DANA MILBANK: He took an issue where even the press was saying, "Jeez, this doesn't look so good, what Newsweek did here. I mean, people have died." And then you have him coming out so over the top that the issue became the White House telling journalists what to do, and we all take umbrage at that.
TERENCE SMITH: The press and McClellan also butted heads over why and how Jeff Gannon, whose real name is James Guckert, was granted by the White House a day pass to the briefing room. Guckert, it was later revealed, was a former male escort who, while working for a Republican-funded Web site, lobbed softball questions to the president at a formal news conference, as well as to McClellan.
JEFF GANNON: How are you going to work -- you said were you going to work with these people? How are you going to work with these people who seem to have divorced themselves from reality?
TERENCE SMITH: Bill Plante says the issue of who is a journalist and who should get access is no closer to being resolved.
BILL PLANTE: You still have the same assortment of regular professionals and people with very specialized interests, important ones -- Aviation Week, Oil Daily -- and oddballs.
And you have the oddballs because the White House has never wanted to get involved in deciding who is allowed to have a pass; therein lies great danger.
TERENCE SMITH: To date, the procedure has not been changed. McClellan says that while the Guckert episode was an eye-opener, he doesn't want to be in the position of denying anyone credentials.

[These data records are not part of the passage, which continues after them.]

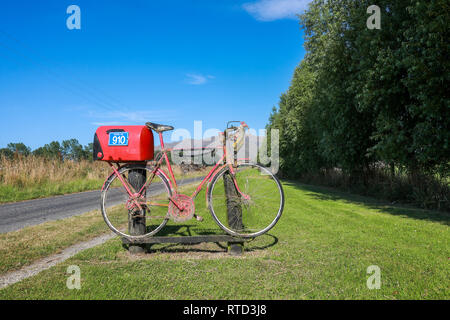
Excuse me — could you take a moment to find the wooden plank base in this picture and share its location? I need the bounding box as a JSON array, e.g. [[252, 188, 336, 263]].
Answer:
[[122, 235, 252, 255]]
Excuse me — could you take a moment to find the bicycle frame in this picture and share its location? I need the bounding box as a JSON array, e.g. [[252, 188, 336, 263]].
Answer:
[[104, 125, 248, 210]]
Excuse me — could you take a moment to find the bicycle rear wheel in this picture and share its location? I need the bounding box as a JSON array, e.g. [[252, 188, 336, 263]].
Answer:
[[101, 164, 172, 239], [208, 163, 284, 238]]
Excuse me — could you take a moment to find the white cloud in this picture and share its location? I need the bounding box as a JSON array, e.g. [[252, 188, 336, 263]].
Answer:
[[243, 0, 312, 21], [186, 73, 215, 85]]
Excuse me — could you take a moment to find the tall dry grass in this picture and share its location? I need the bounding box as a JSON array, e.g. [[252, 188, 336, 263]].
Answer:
[[0, 156, 109, 188], [0, 156, 207, 203]]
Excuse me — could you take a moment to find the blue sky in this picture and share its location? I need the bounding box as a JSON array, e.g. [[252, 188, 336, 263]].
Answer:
[[0, 0, 307, 149]]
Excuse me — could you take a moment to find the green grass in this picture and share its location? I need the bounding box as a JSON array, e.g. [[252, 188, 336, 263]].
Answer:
[[0, 182, 450, 299]]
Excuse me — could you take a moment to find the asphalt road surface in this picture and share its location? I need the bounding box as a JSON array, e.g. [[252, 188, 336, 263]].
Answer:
[[0, 177, 203, 233]]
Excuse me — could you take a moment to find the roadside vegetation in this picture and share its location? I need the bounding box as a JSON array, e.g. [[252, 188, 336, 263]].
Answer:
[[268, 0, 450, 211], [0, 182, 450, 299], [0, 144, 208, 203]]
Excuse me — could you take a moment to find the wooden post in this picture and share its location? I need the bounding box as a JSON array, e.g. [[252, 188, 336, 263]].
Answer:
[[223, 172, 244, 255], [128, 165, 147, 253]]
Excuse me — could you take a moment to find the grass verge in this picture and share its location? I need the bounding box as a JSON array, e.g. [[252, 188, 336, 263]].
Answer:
[[0, 182, 450, 299]]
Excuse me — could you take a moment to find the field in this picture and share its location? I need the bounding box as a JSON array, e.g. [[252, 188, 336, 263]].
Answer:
[[0, 181, 450, 299], [0, 156, 204, 203]]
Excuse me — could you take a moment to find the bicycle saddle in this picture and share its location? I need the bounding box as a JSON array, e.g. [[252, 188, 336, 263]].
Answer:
[[145, 122, 173, 132]]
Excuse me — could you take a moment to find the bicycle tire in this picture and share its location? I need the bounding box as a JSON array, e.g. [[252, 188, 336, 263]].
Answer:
[[208, 163, 284, 238], [100, 164, 172, 240]]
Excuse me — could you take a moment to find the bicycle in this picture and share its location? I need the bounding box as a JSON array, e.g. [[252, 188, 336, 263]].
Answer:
[[98, 121, 284, 240]]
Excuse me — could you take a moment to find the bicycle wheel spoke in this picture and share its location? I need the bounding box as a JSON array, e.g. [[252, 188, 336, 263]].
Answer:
[[208, 164, 284, 236]]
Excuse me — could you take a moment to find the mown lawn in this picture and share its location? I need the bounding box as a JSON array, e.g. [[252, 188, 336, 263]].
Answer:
[[0, 182, 450, 299]]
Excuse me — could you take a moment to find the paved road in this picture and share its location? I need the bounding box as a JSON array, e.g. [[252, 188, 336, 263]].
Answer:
[[0, 177, 203, 233]]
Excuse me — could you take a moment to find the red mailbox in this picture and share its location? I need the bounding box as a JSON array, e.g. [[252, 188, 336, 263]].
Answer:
[[93, 126, 154, 162]]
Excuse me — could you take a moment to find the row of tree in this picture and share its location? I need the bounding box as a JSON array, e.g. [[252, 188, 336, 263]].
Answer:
[[268, 0, 450, 177], [0, 139, 92, 161]]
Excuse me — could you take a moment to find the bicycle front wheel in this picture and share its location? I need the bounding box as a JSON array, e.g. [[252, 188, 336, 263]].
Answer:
[[208, 163, 284, 238], [101, 164, 172, 240]]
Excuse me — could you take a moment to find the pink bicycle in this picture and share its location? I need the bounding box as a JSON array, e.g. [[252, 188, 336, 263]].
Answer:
[[99, 121, 284, 240]]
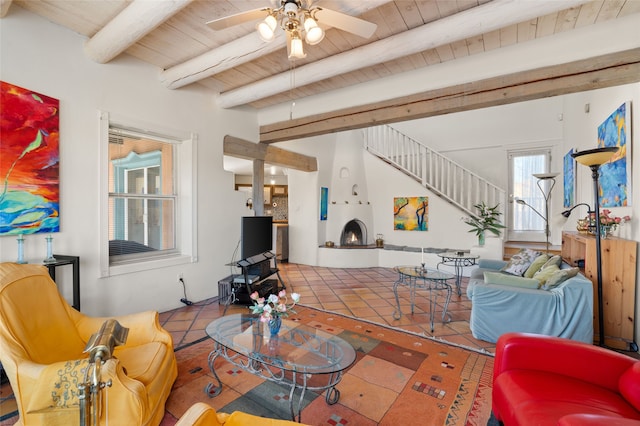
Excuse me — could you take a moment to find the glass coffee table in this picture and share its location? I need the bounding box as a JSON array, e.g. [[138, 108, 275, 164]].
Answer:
[[205, 314, 356, 422], [393, 265, 455, 331]]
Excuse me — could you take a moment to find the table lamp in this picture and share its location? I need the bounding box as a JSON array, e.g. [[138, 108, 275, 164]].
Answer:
[[571, 146, 618, 346]]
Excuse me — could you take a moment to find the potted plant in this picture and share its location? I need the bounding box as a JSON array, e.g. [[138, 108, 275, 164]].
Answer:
[[462, 201, 506, 246]]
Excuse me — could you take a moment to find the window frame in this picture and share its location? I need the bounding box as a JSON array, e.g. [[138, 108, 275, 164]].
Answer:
[[507, 147, 552, 242], [99, 111, 198, 277]]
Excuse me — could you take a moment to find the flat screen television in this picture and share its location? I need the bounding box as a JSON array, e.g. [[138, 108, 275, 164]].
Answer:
[[240, 216, 273, 259]]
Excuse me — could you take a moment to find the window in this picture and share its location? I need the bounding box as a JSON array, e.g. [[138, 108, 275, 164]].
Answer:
[[509, 149, 551, 241], [101, 113, 195, 276]]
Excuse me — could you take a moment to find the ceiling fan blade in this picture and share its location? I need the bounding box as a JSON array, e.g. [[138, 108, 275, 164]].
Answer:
[[207, 7, 271, 31], [313, 7, 378, 38]]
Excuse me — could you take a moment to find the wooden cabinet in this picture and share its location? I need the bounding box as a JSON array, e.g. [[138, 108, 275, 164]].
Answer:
[[562, 232, 638, 350]]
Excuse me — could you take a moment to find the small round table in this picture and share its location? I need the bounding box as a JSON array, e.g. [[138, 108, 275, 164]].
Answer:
[[393, 266, 455, 331], [436, 251, 480, 296]]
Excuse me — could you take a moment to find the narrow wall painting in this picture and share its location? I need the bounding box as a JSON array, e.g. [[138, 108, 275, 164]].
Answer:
[[393, 197, 429, 231], [562, 149, 576, 209], [320, 186, 329, 220], [598, 102, 631, 207], [0, 82, 60, 235]]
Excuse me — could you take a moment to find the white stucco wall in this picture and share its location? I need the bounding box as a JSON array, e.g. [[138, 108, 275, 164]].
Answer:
[[0, 5, 258, 315]]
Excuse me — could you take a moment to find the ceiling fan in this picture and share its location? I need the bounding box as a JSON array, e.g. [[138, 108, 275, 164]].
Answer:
[[207, 0, 377, 60]]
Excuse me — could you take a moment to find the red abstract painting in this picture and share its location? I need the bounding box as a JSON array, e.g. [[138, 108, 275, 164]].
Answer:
[[0, 81, 60, 235]]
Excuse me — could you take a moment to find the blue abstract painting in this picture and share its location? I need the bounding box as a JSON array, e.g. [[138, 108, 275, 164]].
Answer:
[[598, 102, 631, 207], [562, 149, 576, 209]]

SCOTT McCLELLAN: I really don't think it's the role of the press secretary to insert himself into that process. I've never, since I've been press secretary, revoked anyone's credential. I think it ought to be an inclusive place, and I've welcomed essentially all comers. Our staff has. And if you start drawing a line --
TERENCE SMITH: Even comers like Jeff Gannon, who represented clearly a Republican organization?
SCOTT McCLELLAN: Well, there are others that represent organizations that come at it from the left. I don't know that you'd characterize it as a "Republican organization." Certainly, came at it from a conservative viewpoint.
But there are others that come at it from a more liberal standpoint that come to that briefing room as well, and the question becomes: Where would you start drawing the line? Is it advocacy journalism?
TERENCE SMITH: With that and many issues still on the table, interdependency is what likely will continue to drive the push-and-pull relationship between the press and the press secretary.